Hi Eric,
I agree it is not easy to get every computer to a satisfactory rating level as their performance varies with each game since each game is unique by itself. But I think you can get pretty close, but it needs the average of several games. What I don't want to do is pick and choose a game or pick and choose a formula depended on a game. All I am doing at the moment is picking any games of that era and there are not that many games pre-1800.
The formulas must be the same for every game that is evaluated. Which is what I have done for these tests.
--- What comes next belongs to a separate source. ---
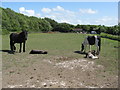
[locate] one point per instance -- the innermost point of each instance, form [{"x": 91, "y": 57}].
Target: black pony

I am in the process of adding 3 more games to the first five and this set of 8 will be called the "Renaissance School" as they are all Philidor and earlier. What really throws the first 5 tests is game 1 where all the weak computers score so highly but I just think there is going to be other games that will have these things happen to computers where they score higher or lower. Therefore, it is having enough tests that should average it all out. But in all these tests you can get a feel of what the computer understands and does not understand so they are I think all valuable and great to compare on a spreadsheet.
In about 3 or 4 weeks I should have more games ready to share. I am also working on the next school as well which of course will be covering the "Romantic School" I am currently while my other laptops are busy doing the games analysis. playing some games on the first test game of the "Romantic School": (Multitasking like crazy here
!)
As you can see from the above test with same conditions as the other 5 tests you have. The low computers score quite correctly but this time it is Mephisto TM Lyon that doesn't like it
The R30 King 2.5 scores again pretty much as expected! Enterprise S a little low too but then as you know in the next game it could be a little high again.
The -15 that I am using is based on a 50% penalty meaning with high rating of 3800 ELO then the penalty is -1900. This of course can be adjusted as well as when the penalty kicks in. Currently I have it set at around a 1.7 pawn loss, which to me is enough to lose a game but since other programs also make losses the -15 penalty seems to balance out at the moment quite well and everyone gets the same penalty including the TM Lyon
But I think in order to make other adjustments we need more test games to understand the averages.
Also, I was pleased to see that USCF finally did some adjustments to allow for weaker players. These fit in nicely with any low scores in these tests:
Senior Master 2400 and up
National Master 2200–2399
Expert 2000–2199
Class A 1800–1999
Class B 1600–1799
Class C 1400–1599
Class D 1200–1399
Class E 1000–1199
Class F 800–999
Class G 600–799
Class H 400–599
Class I 200–399
Class J 100–199
The above should compare nicely with your King test where Fun 0 is suitable for Class J players. Pity that Fide can't do the same unless I missed it. Anyway, I shall be using USCF moving forwards because of the above.
Anyway, Eric I think we should hold back with a final tweaking of penalties etc until we have a few more test games and then we can do final mass tweak.?
Best regards
Nick